Tuesday 5 January 2010

The elephant lost in a snowdrift

I began the first working day of 2010 feeling uncharacteristically optimistic, until I had a searing flash of conscience about the stuffed elephant. How on earth could I have forgotten about that, yet again?

I should explain right away that it is not a real stuffed elephant, though given the long-running logistical difficulties in arranging its handover it might as well be. But I am assured that this one is merely a cuddly toy bearing a passing resemblance to the trunked and tusked creature that it is apparently no longer correct to call a pachyderm (did you know that they had fads like that in Nature Study, too?)

A kind friend bought it as a gift for my newborn son and, at the current rate of progress, he is going to end up presenting it to a sneering teenager rather than a gratefully gurgling infant.

And it’s all my fault, as usual. I told him that we would definitely be at home on Sunday if he felt like dropping by. Please God don’t let his remains be discovered in a snowdrift, like Ötzi the Austrian iceman, with an elephant clutched in his fist. (“Archaeologists speculated that the primitive inhabitants of Durham worshipped the animal, long extinct in their region, as a reminder of the times of plenty when its dung was prized as the magic ingredient in their legendary giant leek trenches.”)

We were supposed to be back at home by New Year’s Eve, but I contracted a stinking cold just in time for Christmas, then passed it on to Mrs Hann as an unwanted gift. Having spent a week coughing at each other in Cheshire, we were all geared up for an early start for Northumberland on Saturday morning when I happened to flick onto the ancient Ceefax system during a particularly dull TV programme on Friday, and caught a passing mention of severe weather in the North East.

We duly switched on the main BBC evening news to get the full story, but there was nothing. Not a word. This suggested one of three possibilities.

First, those setting the news agenda have finally appreciated that it gets cold as a matter of course between December and February, so it is not really “hold the front page” material. This was certainly true in my childhood, but has not really been so of late. I have only been seriously snowed in to my present house once, and that was for a couple of days in November 1988, shortly after I had moved in.

So we move on to the second and more sinister possibility for the news blackout: that the freezing conditions appear at variance with the endless bleating about “manmade global warming”, and must therefore go unreported in case us thickoes start thinking “Hang on …”

This also seems an unlikely explanation, as I feel confident that teams of scientists are already working on the case for the Big Freeze being precisely one of those “extreme weather events” we were warned about as a consequence of the underlying warming trend.

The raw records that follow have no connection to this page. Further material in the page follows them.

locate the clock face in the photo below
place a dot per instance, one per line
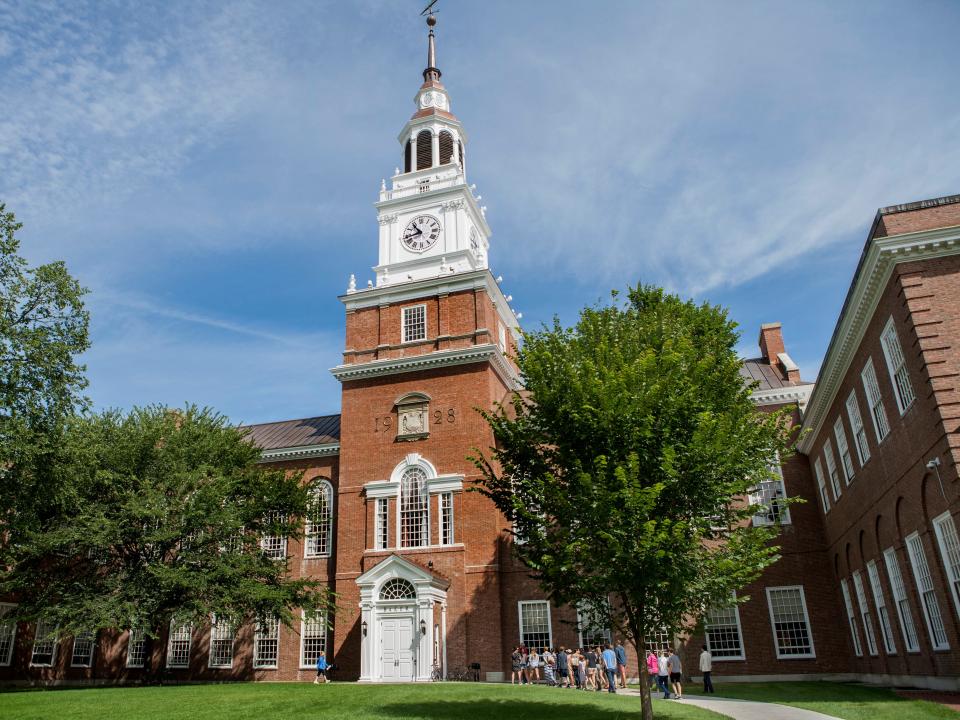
(421, 233)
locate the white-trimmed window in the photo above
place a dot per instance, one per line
(886, 627)
(313, 638)
(928, 596)
(856, 425)
(874, 401)
(843, 450)
(535, 623)
(897, 367)
(83, 644)
(724, 634)
(274, 546)
(899, 592)
(790, 622)
(136, 647)
(8, 633)
(414, 508)
(857, 649)
(266, 644)
(446, 518)
(414, 323)
(318, 533)
(381, 529)
(223, 631)
(946, 531)
(45, 643)
(178, 644)
(865, 616)
(821, 485)
(832, 471)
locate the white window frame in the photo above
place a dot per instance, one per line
(871, 389)
(856, 426)
(897, 367)
(545, 603)
(843, 450)
(949, 543)
(865, 617)
(848, 604)
(47, 636)
(898, 591)
(405, 323)
(318, 532)
(304, 665)
(821, 485)
(8, 634)
(806, 618)
(929, 604)
(883, 615)
(260, 637)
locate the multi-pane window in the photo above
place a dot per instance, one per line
(414, 509)
(874, 401)
(856, 425)
(865, 616)
(8, 633)
(446, 518)
(924, 580)
(886, 627)
(44, 644)
(791, 624)
(319, 526)
(946, 531)
(222, 633)
(136, 647)
(535, 624)
(313, 638)
(381, 530)
(724, 636)
(832, 471)
(414, 323)
(897, 366)
(844, 451)
(821, 485)
(83, 643)
(899, 592)
(274, 546)
(178, 644)
(857, 649)
(266, 643)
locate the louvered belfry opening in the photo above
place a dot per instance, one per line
(446, 147)
(424, 149)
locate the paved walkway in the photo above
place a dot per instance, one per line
(744, 709)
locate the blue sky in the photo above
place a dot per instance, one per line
(208, 169)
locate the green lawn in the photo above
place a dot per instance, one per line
(847, 701)
(343, 701)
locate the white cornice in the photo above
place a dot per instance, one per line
(300, 452)
(879, 259)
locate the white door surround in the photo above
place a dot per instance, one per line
(397, 607)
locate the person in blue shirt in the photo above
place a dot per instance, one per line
(610, 666)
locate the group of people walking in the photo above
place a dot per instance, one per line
(600, 667)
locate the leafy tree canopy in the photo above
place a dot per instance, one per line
(625, 462)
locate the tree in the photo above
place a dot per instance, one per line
(161, 516)
(625, 464)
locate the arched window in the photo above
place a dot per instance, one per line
(446, 147)
(424, 149)
(398, 589)
(414, 508)
(319, 527)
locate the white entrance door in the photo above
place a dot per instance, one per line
(396, 656)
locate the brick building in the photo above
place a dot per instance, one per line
(869, 581)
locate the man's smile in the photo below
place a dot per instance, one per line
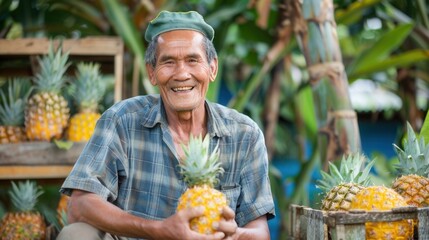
(182, 89)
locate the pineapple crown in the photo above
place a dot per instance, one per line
(414, 158)
(24, 195)
(200, 167)
(89, 88)
(351, 170)
(12, 104)
(52, 69)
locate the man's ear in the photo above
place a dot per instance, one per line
(151, 73)
(213, 70)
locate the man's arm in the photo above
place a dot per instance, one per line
(256, 229)
(90, 208)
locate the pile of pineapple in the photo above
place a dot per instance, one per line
(349, 187)
(40, 112)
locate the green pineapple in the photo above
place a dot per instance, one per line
(12, 106)
(413, 168)
(200, 170)
(25, 223)
(47, 112)
(341, 185)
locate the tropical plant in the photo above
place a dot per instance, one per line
(47, 112)
(24, 222)
(413, 168)
(87, 91)
(12, 105)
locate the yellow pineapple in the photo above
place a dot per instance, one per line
(341, 185)
(87, 92)
(200, 170)
(25, 223)
(12, 106)
(383, 198)
(413, 183)
(47, 112)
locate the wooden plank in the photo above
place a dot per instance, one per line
(350, 225)
(348, 232)
(34, 172)
(335, 218)
(315, 224)
(97, 46)
(295, 222)
(423, 229)
(38, 153)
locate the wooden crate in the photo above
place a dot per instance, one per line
(44, 160)
(311, 224)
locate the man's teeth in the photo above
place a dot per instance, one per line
(182, 89)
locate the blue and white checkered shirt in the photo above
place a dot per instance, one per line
(131, 161)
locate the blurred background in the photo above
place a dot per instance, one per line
(320, 77)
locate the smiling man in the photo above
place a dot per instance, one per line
(127, 183)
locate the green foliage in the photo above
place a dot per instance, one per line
(24, 195)
(414, 157)
(352, 169)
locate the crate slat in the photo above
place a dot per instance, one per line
(38, 153)
(306, 223)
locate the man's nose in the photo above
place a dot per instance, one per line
(182, 71)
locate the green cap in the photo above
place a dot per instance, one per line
(169, 21)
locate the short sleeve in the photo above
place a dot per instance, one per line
(101, 164)
(255, 198)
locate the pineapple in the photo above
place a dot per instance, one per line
(200, 170)
(25, 223)
(47, 112)
(87, 92)
(413, 184)
(12, 110)
(383, 198)
(340, 186)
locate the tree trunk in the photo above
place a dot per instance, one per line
(315, 30)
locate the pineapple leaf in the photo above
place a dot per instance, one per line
(199, 167)
(424, 132)
(350, 171)
(24, 195)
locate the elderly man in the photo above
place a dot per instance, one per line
(126, 183)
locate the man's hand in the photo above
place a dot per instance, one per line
(178, 227)
(228, 226)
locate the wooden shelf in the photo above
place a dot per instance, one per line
(34, 172)
(41, 160)
(44, 160)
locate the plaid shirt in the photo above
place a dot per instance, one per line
(131, 161)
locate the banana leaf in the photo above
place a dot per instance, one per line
(125, 28)
(381, 49)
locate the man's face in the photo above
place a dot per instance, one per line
(182, 72)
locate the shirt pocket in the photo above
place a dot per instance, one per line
(232, 193)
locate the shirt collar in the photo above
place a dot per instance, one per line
(156, 114)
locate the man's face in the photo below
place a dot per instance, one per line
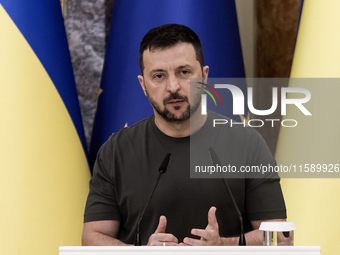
(166, 81)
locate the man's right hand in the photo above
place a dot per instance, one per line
(160, 238)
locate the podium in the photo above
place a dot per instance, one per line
(190, 250)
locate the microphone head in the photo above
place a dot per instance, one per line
(165, 163)
(213, 156)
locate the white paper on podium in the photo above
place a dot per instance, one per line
(190, 250)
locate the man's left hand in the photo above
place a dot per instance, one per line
(209, 236)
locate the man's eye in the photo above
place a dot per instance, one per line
(185, 72)
(158, 76)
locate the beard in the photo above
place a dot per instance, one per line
(169, 116)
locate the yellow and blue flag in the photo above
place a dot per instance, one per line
(122, 100)
(313, 203)
(43, 162)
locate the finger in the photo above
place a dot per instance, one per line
(161, 225)
(212, 221)
(183, 244)
(200, 232)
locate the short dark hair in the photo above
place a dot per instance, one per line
(168, 35)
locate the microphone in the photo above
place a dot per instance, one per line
(216, 161)
(162, 169)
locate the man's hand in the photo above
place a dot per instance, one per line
(209, 235)
(160, 238)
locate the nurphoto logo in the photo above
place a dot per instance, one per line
(238, 106)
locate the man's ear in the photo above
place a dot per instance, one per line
(141, 82)
(205, 74)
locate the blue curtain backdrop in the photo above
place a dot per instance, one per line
(121, 100)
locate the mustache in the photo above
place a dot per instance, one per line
(175, 96)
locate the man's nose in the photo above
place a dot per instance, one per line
(173, 84)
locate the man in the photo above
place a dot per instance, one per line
(183, 210)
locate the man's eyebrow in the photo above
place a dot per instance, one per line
(157, 70)
(184, 66)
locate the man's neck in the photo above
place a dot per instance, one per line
(183, 128)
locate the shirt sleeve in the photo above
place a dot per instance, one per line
(264, 198)
(101, 202)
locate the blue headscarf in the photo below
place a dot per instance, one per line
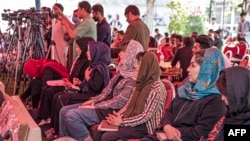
(100, 59)
(211, 66)
(127, 68)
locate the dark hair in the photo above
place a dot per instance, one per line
(179, 37)
(133, 9)
(98, 8)
(204, 41)
(166, 34)
(120, 32)
(139, 56)
(199, 56)
(211, 30)
(243, 14)
(221, 83)
(152, 42)
(59, 6)
(83, 42)
(188, 42)
(85, 5)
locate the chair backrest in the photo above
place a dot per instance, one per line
(245, 62)
(233, 48)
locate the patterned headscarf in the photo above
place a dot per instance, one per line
(83, 45)
(149, 72)
(211, 66)
(127, 68)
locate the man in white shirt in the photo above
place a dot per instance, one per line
(244, 28)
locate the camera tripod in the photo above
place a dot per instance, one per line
(30, 46)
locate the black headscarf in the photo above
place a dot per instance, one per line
(82, 60)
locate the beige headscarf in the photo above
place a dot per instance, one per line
(149, 72)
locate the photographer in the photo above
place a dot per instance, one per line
(61, 46)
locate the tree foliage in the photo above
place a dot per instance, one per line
(181, 22)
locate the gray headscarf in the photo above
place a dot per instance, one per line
(127, 68)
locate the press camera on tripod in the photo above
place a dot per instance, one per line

Which leaves us with the third explanation: that no-one at the BBC gives a monkey’s how bad the weather is in the North East, though if more than a couple of flakes fall in central London it is invariably the lead item on every bulletin for days.

Yes, that seems most likely on the whole. I am glad we had friends in the North to consult about the advisability of travelling (which they provided free of charge, not in return for a compulsory £142.50 annual licence fee). It is a shame to have missed the opportunity to capture some classic Northumberland snow scenes on camera, though. And it is a real pity about that elephant. I wonder whether we might have had better luck with a woolly mammoth?